FIG. 4 is a time chart showing a pattern of high gate driving.

5 is a time chart of each part showing the operation of the GTO thyristor drive circuit of FIG.

[Explanation of symbols]

 1 GTO thyristor drive circuit 2 On-gate current generation circuit 3 Off-gate current generation circuit 4, 5 DC power supply 6 One-shot circuit 7 Latch circuit 8, 9 Resistor 10, 11 Switch element 12 High gate current generation circuit 13 Steady gate current generation circuit 14 GTO thyristor 15 ON signal 16 OFF signal 17 Snubber circuit

Claims (1)

[Claims] 1. A GTO thyristor drive circuit for driving a gate turn-off thyristor (hereinafter abbreviated as GTO thyristor) which supplies intermittent DC current, comprising a steady gate current generation circuit for supplying a steady gate current to the GTO thyristor, and the GTO. An on-gate current generating circuit composed of a high gate current generating circuit for supplying a high gate current to a thyristor, and a one-shot circuit for operating the high gate current generating circuit for a fixed time each time an ON signal synchronized with the rising of the intermittent DC current is generated.

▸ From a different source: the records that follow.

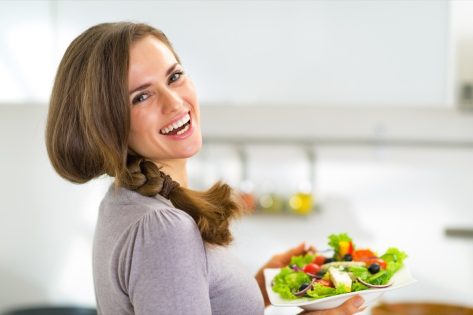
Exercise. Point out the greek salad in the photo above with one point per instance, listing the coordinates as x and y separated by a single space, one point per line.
346 269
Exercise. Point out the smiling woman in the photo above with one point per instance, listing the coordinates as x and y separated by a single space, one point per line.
122 105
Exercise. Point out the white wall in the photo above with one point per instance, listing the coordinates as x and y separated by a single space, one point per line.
381 195
259 52
47 223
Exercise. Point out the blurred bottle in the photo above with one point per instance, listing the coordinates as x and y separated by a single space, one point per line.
302 202
271 203
247 195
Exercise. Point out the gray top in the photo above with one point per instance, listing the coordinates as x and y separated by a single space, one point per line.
149 258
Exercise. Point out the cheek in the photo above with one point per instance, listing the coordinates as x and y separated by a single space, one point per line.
139 123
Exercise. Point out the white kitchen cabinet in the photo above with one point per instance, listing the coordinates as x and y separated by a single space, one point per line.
351 53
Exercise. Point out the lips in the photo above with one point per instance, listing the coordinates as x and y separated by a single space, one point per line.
179 126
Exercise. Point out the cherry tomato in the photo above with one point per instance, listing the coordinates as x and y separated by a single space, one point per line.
362 254
326 283
377 260
311 268
319 260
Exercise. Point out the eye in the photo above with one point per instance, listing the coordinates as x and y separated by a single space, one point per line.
140 98
175 76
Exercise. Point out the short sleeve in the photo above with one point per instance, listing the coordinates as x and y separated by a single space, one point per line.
163 265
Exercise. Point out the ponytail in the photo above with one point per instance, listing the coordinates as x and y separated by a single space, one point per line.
212 210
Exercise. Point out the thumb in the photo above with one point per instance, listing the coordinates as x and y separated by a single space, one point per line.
351 306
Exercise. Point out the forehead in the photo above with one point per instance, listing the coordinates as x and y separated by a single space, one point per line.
149 57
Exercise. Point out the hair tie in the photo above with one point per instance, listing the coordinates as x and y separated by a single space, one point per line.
168 186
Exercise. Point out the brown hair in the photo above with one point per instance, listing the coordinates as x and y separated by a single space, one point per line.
89 121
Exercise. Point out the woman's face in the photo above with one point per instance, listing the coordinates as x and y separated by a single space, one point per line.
165 117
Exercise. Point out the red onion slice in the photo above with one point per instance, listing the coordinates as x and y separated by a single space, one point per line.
376 286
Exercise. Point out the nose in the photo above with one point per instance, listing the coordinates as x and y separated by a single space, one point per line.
171 101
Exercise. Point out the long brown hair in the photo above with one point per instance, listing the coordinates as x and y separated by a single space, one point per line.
89 122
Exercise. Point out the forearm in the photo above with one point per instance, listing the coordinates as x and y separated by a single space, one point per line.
260 280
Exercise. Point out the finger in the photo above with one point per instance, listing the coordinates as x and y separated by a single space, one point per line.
351 306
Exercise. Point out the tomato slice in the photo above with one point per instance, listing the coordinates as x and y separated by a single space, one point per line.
319 260
311 268
362 254
377 260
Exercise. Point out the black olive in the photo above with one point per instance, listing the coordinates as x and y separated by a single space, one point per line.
303 286
374 268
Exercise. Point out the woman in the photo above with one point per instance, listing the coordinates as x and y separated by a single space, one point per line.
122 106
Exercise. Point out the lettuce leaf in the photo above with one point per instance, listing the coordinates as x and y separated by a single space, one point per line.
288 281
320 291
302 260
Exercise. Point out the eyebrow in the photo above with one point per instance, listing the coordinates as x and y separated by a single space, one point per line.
146 85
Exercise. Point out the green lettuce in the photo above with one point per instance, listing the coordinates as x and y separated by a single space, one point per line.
302 260
288 281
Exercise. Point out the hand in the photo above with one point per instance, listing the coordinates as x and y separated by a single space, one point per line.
279 261
350 306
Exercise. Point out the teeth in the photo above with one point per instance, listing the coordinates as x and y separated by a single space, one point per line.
177 124
180 132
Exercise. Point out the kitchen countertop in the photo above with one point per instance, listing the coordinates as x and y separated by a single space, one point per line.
440 263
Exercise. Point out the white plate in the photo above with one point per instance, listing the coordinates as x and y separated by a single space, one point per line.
401 279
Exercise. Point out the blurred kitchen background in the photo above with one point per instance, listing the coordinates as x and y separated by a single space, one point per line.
329 116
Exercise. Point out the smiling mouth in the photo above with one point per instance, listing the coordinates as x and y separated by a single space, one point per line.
178 127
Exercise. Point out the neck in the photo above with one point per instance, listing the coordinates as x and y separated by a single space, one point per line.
177 169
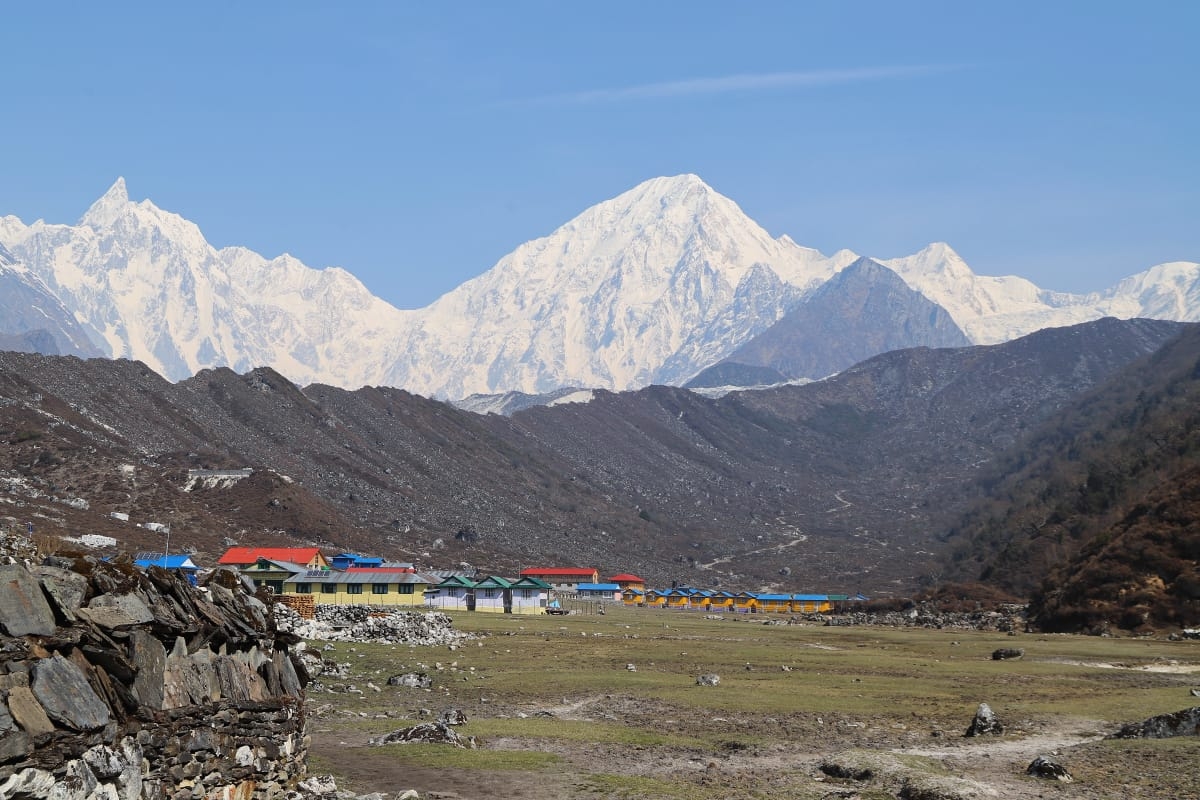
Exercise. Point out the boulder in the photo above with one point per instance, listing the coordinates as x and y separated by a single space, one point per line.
453 716
64 692
427 733
1049 769
23 607
1164 726
150 661
412 679
29 713
117 611
66 589
985 722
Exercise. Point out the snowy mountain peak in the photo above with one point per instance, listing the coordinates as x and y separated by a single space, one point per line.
108 208
936 258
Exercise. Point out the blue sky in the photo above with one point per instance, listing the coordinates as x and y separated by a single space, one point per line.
417 143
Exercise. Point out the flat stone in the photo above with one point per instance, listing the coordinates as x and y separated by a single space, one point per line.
23 607
64 692
29 713
150 661
117 611
66 589
15 746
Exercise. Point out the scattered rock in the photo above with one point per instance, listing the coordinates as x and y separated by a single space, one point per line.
64 692
427 733
1164 726
453 716
1049 769
412 680
985 722
23 607
1007 654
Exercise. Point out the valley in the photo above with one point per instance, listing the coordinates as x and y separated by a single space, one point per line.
616 711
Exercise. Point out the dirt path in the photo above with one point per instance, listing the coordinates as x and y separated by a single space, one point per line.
790 530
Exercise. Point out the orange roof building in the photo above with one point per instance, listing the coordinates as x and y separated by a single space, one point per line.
562 577
307 557
628 581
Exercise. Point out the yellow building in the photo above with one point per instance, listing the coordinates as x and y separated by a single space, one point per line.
811 603
359 587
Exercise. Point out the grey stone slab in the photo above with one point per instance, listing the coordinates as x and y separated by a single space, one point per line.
29 713
118 611
15 746
66 589
150 661
64 691
23 607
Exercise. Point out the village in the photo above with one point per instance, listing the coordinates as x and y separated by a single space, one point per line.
304 577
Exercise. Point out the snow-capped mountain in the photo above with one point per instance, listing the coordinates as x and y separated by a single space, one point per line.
635 290
649 287
862 311
33 318
145 284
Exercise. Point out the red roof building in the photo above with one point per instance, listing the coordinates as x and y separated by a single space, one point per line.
628 581
562 577
309 557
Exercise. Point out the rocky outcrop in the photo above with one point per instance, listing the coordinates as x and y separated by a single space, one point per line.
367 624
985 723
1164 726
123 685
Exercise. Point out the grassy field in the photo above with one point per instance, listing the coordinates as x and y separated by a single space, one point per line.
558 713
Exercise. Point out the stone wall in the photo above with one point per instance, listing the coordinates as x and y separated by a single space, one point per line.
118 684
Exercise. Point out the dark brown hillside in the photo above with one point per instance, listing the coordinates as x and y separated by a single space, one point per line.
838 486
1103 477
1140 573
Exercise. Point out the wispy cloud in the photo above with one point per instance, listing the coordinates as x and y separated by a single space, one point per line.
741 83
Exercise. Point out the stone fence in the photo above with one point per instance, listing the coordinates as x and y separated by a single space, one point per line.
118 684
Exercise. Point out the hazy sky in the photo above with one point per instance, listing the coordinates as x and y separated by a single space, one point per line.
417 143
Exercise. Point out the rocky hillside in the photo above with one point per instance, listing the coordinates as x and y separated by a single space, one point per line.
1095 513
121 684
863 311
835 486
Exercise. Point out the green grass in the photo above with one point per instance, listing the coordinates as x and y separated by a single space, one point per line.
453 758
840 683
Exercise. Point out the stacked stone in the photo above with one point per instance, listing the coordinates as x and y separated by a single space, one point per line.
367 624
118 684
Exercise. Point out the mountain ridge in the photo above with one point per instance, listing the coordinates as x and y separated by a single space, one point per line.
649 287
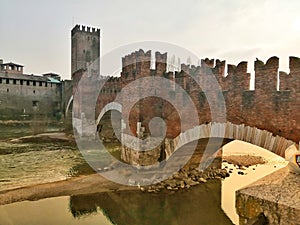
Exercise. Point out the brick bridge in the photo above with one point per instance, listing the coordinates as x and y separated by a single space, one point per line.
267 116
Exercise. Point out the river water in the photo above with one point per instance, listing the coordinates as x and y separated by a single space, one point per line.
208 203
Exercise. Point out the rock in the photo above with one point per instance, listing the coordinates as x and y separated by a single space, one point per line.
202 180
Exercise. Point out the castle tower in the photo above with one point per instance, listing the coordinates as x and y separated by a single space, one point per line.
85 49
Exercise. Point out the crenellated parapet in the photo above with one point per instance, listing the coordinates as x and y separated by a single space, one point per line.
265 107
86 29
266 75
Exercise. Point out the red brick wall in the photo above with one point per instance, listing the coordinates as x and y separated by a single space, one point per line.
264 108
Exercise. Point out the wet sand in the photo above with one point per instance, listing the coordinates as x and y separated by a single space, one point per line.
94 183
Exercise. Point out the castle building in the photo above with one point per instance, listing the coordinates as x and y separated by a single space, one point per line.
22 95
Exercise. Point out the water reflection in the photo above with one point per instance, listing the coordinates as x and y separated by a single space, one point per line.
197 205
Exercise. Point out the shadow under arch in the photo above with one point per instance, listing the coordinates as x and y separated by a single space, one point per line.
69 106
252 135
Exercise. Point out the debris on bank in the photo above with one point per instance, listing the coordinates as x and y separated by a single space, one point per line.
186 178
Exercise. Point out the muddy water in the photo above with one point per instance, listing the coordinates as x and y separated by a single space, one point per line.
210 203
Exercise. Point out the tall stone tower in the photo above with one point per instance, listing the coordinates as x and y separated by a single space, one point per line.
85 50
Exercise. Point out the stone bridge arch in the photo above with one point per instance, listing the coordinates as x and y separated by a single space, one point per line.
228 130
252 135
108 107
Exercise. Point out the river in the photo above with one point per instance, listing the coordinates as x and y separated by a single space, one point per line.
207 203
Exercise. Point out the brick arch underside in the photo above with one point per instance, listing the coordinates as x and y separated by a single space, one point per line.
252 135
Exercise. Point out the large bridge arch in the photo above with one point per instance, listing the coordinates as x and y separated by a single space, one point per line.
108 107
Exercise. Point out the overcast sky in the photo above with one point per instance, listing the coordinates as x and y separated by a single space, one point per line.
36 33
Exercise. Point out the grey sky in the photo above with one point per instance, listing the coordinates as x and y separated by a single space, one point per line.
37 33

A latch circuit for operating the steady gate current generation circuit in response to the generation of the on signal and stopping the operation of the steady gate current generation circuit in response to the generation of an off signal independent of the on signal; An off-gate current is passed through the GTO thyristor in response to a signal being generated. GTO thyristor drive circuit that includes a off-gate current generating circuit.